I finally had a chance to read this a little more closely. @OP appears to still has questions about the initial inequality.
The rule:
For functions f(x) and g(x), we will say that “f(x) is O(g(x))” [pronounced “f(x)
is big-oh of g(x)”] if there are positive constants C and k
such that |f(x)|≤C|g(x)| for all x>k.
The problem:
We want to show f(n) = n^2 + 2n + 1 ∈ O(n^2 ). Start with k = 1, assuming n > 1:
In this problem, f(n) correlates to f(x), and n^2 correlates to g(x). So we need to demonstrate that n^2 + 2n + 1 <= C(n^2).
First get your head around mathematical truths Based on the fact that n > 1 (our 'k' value):
(Note that we used the inequality 2n < 2n^2 and 1 < n^2 .)
Substituting these two statements into the definition of f(n) to get f'(n): n^2 + 2n^2 + n^2.
Because of the inequalities used when substituting, we know that:
n^2 + 2n + 1 < n^2 + 2n^2 + n^2
thus...
f(n) < f'(n)
Next is probably the step that causes you hangups. If we can show that f'(n) <= C*g(n), then because f(n) < f'n() we know that f(n) < C*g(n). This is where the division comes in.
Test f'(n) compared to g(n)
n^2 + 2n^2 + n^2 <= C*n^2
Divide both sides by n^2
1 + 2 + 1 <= C
So, the inequality holds true for C >= 4.
So, there is a C for which f(n) < C*g(n).
to be honest, this stuff is almost invariably poorly taught and over-emphasized. I don't mind trying to help, but I am coming at it from a practical side, not a PHD proof / theory side.
what is the question you want to answer?
- you want to know about how much work your algorithm is doing.
- why you want to know this? Bubblesort 5 million items and time it. Now std::sort 5 million items and time it. Repeat this exercise until you understand why it is useful to know what happened.
Do you need to know that it takes exactly (3*N*N+ 13*N + 15/87)/(e^n)! cpu instructions or is it ok to say that the darn thing is approximately O(N) or whatever?
It turns out, you really do not need to know exactly for most practical cases.
You write some code, and you glance at it and see that you nested 4 loops deep, N^4th, and you ask yourself, is this brute force foolishness too slow, can I do better? You look it up and sure enough, some bright person has done it in O(lg(n) and posted how they did it. You redo your code their way. Problem solved.
That is really all you are trying to do 99.99% of the time on a job.
What does it represent? Your function / your approximation, I think. Ive never done it this way -- you may need to re-read the book to confirm what they stand for. You appear to be driving the approximation until you get the answer, which is the hard way to do it, really, and only useful for rather complex algorithms. Normally, you can look at the loops and how they do iteration (critical, you can nest loops 3 deep and still be O(n) if the loops are not all 0-n ...) and remember that recursion IS a loop and don't forget hidden loops (built in algorithms often loop for you). Honestly, if you know what N is, and you know the 4 most common O()s that exist, you can just print a total for a big N and see what order it is empirically and save a ton of trouble.

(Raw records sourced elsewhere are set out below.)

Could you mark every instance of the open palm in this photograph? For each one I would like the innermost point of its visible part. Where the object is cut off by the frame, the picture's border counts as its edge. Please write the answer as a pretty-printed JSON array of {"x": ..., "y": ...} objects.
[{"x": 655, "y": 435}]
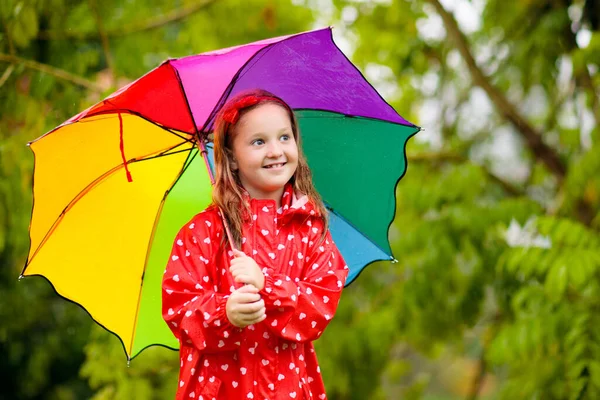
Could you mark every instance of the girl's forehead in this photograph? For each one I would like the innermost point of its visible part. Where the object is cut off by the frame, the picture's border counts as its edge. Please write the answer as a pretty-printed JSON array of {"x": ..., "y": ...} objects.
[{"x": 266, "y": 118}]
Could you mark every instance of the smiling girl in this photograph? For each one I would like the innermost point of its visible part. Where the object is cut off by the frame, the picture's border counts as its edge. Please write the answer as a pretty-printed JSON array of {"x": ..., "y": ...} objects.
[{"x": 246, "y": 313}]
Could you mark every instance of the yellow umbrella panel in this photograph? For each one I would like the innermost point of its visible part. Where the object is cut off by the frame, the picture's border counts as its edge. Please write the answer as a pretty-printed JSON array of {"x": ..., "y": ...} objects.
[{"x": 93, "y": 231}]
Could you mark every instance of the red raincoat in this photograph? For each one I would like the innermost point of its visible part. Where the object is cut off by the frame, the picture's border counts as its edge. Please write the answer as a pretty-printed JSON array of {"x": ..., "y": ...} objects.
[{"x": 304, "y": 277}]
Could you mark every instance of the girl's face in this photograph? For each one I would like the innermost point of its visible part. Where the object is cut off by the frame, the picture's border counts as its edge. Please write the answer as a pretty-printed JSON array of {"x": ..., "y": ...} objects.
[{"x": 265, "y": 153}]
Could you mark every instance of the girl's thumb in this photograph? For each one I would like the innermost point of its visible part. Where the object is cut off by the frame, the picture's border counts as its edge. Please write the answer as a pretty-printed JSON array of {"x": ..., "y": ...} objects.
[{"x": 238, "y": 253}]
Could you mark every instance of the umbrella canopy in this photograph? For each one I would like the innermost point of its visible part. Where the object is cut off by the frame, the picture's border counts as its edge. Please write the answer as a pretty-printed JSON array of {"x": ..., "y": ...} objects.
[{"x": 114, "y": 184}]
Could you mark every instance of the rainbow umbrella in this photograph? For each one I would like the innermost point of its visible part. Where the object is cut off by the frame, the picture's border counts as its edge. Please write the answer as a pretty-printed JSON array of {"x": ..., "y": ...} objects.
[{"x": 114, "y": 184}]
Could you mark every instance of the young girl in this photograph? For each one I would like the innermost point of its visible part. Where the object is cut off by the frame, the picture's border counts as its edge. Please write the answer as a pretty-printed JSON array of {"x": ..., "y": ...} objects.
[{"x": 246, "y": 312}]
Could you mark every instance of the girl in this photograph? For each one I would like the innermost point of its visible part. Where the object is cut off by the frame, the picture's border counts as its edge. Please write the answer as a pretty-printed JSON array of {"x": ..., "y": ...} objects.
[{"x": 245, "y": 319}]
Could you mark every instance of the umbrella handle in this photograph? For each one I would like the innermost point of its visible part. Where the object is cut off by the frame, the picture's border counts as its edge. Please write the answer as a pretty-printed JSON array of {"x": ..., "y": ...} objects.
[
  {"x": 227, "y": 230},
  {"x": 204, "y": 152}
]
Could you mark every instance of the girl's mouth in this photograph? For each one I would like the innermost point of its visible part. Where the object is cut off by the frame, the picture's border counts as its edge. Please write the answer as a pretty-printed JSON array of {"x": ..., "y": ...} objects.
[{"x": 274, "y": 166}]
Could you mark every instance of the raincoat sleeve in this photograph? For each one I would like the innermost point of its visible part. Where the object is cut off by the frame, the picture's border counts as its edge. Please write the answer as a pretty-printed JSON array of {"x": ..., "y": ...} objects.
[
  {"x": 193, "y": 309},
  {"x": 300, "y": 311}
]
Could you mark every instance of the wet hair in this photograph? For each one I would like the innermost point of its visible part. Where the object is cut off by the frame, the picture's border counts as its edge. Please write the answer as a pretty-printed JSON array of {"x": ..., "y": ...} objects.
[{"x": 228, "y": 191}]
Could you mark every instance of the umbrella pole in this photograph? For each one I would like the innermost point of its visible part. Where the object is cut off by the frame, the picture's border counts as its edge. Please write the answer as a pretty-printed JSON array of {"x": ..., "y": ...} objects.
[{"x": 204, "y": 153}]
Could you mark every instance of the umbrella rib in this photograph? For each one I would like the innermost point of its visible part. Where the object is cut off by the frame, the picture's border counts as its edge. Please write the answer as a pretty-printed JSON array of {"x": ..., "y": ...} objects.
[
  {"x": 233, "y": 81},
  {"x": 342, "y": 115},
  {"x": 186, "y": 164},
  {"x": 365, "y": 79},
  {"x": 80, "y": 195},
  {"x": 340, "y": 216}
]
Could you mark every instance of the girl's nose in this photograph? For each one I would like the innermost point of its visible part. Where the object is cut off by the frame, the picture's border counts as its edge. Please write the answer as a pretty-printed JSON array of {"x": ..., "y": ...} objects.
[{"x": 274, "y": 150}]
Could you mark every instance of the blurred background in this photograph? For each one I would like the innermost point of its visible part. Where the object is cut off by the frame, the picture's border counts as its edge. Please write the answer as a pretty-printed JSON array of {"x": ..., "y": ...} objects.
[{"x": 496, "y": 294}]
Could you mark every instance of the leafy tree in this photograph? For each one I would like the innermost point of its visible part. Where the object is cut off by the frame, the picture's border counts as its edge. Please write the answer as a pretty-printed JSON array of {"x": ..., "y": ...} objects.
[{"x": 497, "y": 249}]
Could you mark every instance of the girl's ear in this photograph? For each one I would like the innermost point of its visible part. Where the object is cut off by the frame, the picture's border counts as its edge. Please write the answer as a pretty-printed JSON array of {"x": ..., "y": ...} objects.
[{"x": 233, "y": 164}]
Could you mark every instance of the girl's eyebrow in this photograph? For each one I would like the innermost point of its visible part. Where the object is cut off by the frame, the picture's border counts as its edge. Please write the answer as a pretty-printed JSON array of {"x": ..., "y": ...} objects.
[{"x": 261, "y": 134}]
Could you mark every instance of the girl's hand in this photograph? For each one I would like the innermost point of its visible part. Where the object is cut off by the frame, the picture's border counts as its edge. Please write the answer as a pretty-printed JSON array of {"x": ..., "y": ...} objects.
[
  {"x": 245, "y": 270},
  {"x": 245, "y": 307}
]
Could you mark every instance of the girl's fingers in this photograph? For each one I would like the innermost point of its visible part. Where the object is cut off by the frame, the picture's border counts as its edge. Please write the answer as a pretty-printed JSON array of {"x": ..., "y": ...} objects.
[
  {"x": 253, "y": 317},
  {"x": 246, "y": 289},
  {"x": 238, "y": 253},
  {"x": 246, "y": 298},
  {"x": 249, "y": 308}
]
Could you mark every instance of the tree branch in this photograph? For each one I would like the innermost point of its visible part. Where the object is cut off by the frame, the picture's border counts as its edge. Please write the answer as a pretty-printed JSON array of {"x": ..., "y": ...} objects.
[
  {"x": 50, "y": 70},
  {"x": 533, "y": 138},
  {"x": 152, "y": 23},
  {"x": 457, "y": 158},
  {"x": 6, "y": 74},
  {"x": 104, "y": 40}
]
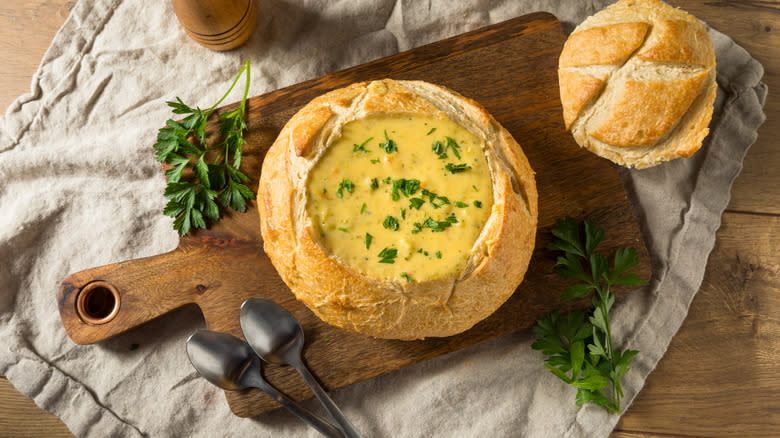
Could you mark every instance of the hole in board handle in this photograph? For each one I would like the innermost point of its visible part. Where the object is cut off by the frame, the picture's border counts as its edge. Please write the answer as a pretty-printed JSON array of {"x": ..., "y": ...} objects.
[{"x": 97, "y": 303}]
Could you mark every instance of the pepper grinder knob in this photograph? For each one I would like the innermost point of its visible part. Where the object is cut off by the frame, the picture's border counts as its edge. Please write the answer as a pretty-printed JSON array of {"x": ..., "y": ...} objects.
[{"x": 217, "y": 24}]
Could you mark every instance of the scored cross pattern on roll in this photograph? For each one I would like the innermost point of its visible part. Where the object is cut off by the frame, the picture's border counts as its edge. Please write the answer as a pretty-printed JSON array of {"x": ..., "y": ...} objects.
[{"x": 637, "y": 83}]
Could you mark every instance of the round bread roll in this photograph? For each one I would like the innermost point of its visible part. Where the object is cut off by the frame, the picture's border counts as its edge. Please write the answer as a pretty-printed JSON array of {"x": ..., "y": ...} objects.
[
  {"x": 398, "y": 209},
  {"x": 637, "y": 83}
]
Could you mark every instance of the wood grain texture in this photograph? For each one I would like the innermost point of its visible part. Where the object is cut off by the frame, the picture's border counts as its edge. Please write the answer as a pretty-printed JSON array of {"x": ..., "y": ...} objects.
[
  {"x": 217, "y": 24},
  {"x": 21, "y": 418},
  {"x": 231, "y": 266},
  {"x": 752, "y": 24}
]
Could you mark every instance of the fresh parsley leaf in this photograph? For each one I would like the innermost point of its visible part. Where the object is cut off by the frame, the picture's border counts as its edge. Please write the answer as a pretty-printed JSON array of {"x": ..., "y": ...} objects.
[
  {"x": 564, "y": 340},
  {"x": 345, "y": 184},
  {"x": 416, "y": 203},
  {"x": 387, "y": 255},
  {"x": 406, "y": 186},
  {"x": 457, "y": 168},
  {"x": 361, "y": 146},
  {"x": 438, "y": 226},
  {"x": 389, "y": 145},
  {"x": 435, "y": 200},
  {"x": 453, "y": 146},
  {"x": 439, "y": 149},
  {"x": 182, "y": 145},
  {"x": 390, "y": 223}
]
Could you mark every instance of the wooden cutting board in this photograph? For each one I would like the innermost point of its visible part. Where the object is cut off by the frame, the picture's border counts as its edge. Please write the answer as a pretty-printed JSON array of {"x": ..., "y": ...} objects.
[{"x": 510, "y": 68}]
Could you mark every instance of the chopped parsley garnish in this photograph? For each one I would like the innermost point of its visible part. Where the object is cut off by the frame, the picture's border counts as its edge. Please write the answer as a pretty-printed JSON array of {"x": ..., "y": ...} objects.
[
  {"x": 344, "y": 184},
  {"x": 390, "y": 223},
  {"x": 389, "y": 145},
  {"x": 438, "y": 149},
  {"x": 388, "y": 255},
  {"x": 457, "y": 168},
  {"x": 437, "y": 226},
  {"x": 452, "y": 145},
  {"x": 361, "y": 146},
  {"x": 406, "y": 186},
  {"x": 435, "y": 200},
  {"x": 441, "y": 149}
]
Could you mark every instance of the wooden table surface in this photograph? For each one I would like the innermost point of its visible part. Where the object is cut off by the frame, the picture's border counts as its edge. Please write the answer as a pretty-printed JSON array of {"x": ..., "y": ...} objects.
[{"x": 720, "y": 376}]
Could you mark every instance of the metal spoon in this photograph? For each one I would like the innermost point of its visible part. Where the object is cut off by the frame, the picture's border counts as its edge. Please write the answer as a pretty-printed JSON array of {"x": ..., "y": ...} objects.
[
  {"x": 229, "y": 362},
  {"x": 277, "y": 337}
]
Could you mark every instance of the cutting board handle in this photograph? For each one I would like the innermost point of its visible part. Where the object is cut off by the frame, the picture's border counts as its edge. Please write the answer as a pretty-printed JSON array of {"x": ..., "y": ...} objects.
[{"x": 99, "y": 303}]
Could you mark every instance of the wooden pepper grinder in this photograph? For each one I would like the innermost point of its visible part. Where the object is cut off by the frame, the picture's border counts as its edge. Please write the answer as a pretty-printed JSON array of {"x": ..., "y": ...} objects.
[{"x": 217, "y": 24}]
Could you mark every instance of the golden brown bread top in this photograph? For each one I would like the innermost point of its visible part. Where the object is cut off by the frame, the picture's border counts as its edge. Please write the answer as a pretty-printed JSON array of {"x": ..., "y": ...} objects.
[
  {"x": 634, "y": 79},
  {"x": 394, "y": 308}
]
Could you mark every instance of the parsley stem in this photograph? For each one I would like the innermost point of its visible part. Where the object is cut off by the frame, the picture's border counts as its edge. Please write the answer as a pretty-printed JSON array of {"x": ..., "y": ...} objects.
[
  {"x": 246, "y": 90},
  {"x": 610, "y": 349}
]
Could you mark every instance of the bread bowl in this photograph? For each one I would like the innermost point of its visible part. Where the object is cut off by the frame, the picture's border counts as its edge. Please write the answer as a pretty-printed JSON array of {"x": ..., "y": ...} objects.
[
  {"x": 355, "y": 156},
  {"x": 637, "y": 83}
]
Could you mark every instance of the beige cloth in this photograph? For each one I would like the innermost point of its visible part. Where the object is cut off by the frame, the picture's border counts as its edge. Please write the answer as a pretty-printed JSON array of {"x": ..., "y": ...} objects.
[{"x": 79, "y": 188}]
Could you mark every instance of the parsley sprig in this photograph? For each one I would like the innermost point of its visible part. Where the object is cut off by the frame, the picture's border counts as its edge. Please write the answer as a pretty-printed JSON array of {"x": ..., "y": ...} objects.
[
  {"x": 578, "y": 346},
  {"x": 183, "y": 145}
]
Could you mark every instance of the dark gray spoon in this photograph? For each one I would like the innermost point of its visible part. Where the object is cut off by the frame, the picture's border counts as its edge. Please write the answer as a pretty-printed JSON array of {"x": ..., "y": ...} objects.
[
  {"x": 230, "y": 363},
  {"x": 277, "y": 337}
]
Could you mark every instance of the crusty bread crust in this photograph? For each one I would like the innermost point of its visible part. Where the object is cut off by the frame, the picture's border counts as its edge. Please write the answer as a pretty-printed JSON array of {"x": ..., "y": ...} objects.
[
  {"x": 395, "y": 308},
  {"x": 637, "y": 83}
]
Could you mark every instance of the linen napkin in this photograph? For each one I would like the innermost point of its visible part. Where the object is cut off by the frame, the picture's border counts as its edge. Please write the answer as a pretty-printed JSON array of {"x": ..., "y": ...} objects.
[{"x": 79, "y": 188}]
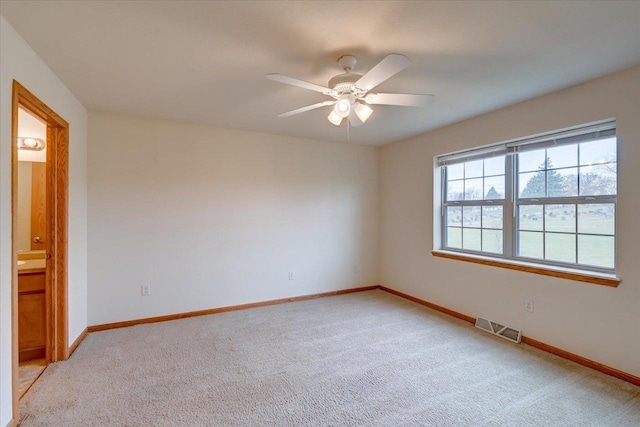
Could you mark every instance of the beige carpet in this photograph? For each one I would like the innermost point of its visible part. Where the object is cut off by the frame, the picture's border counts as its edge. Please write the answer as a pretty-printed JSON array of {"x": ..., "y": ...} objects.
[
  {"x": 365, "y": 359},
  {"x": 28, "y": 372}
]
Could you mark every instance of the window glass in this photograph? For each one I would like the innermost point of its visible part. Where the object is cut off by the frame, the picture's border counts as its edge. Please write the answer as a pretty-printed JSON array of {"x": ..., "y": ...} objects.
[
  {"x": 598, "y": 152},
  {"x": 596, "y": 250},
  {"x": 531, "y": 218},
  {"x": 455, "y": 171},
  {"x": 492, "y": 217},
  {"x": 560, "y": 218},
  {"x": 494, "y": 187},
  {"x": 560, "y": 247},
  {"x": 597, "y": 219},
  {"x": 471, "y": 239},
  {"x": 473, "y": 169},
  {"x": 531, "y": 160},
  {"x": 562, "y": 156},
  {"x": 530, "y": 245},
  {"x": 494, "y": 166},
  {"x": 565, "y": 203}
]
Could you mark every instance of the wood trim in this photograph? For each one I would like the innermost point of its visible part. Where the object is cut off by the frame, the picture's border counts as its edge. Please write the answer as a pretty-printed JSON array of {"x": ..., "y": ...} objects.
[
  {"x": 38, "y": 205},
  {"x": 57, "y": 234},
  {"x": 429, "y": 304},
  {"x": 583, "y": 361},
  {"x": 580, "y": 277},
  {"x": 177, "y": 316},
  {"x": 530, "y": 341},
  {"x": 77, "y": 342},
  {"x": 14, "y": 255},
  {"x": 61, "y": 221}
]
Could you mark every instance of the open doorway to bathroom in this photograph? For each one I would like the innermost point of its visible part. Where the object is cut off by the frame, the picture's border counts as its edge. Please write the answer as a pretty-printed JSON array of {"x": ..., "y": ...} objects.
[{"x": 39, "y": 201}]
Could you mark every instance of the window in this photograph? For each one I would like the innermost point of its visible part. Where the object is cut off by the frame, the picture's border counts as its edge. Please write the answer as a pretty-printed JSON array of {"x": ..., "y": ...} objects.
[{"x": 548, "y": 200}]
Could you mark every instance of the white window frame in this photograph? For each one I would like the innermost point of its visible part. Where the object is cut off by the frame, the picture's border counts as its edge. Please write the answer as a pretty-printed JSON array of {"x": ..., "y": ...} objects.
[{"x": 512, "y": 201}]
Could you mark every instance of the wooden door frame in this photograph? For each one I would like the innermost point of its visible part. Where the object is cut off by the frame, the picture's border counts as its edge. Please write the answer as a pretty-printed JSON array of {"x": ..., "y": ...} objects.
[{"x": 57, "y": 231}]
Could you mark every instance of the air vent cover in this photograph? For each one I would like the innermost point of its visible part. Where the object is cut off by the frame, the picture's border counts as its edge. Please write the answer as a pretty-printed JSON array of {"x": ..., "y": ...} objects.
[{"x": 496, "y": 328}]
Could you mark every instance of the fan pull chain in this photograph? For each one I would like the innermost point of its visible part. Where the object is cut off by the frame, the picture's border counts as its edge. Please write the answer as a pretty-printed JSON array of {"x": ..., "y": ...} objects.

lets take a dumb example here.
int count = 0;
for(int i = 0; i < n; i++)
for(int j = i; j < n; j+= n/10);
count ++;
now, try to figure out what it is your book's way.
then print out count for a big value of N, and see what it looks like, compare it to N*N and N*lg(N) and N*N*N and see what you have... or print out a few dozen counts for various Ns and do a curve fit (this is the world, use a math tool), see what it gives. See what approach is the least trouble to do.
at the end of the day, just by looking at it, you can see its slightly more than N and far less than N*N. That is probably all you really needed to know. So you can stop there, most likely.. that is what I usually do
@doug4- I finally get it now. So if we can establish that g(x) * C is more than some value greater than f(x) (that will be easier to factor) then we know that it is greater than f(x) and can then divide by it to get C. Awesome. Thank you so much!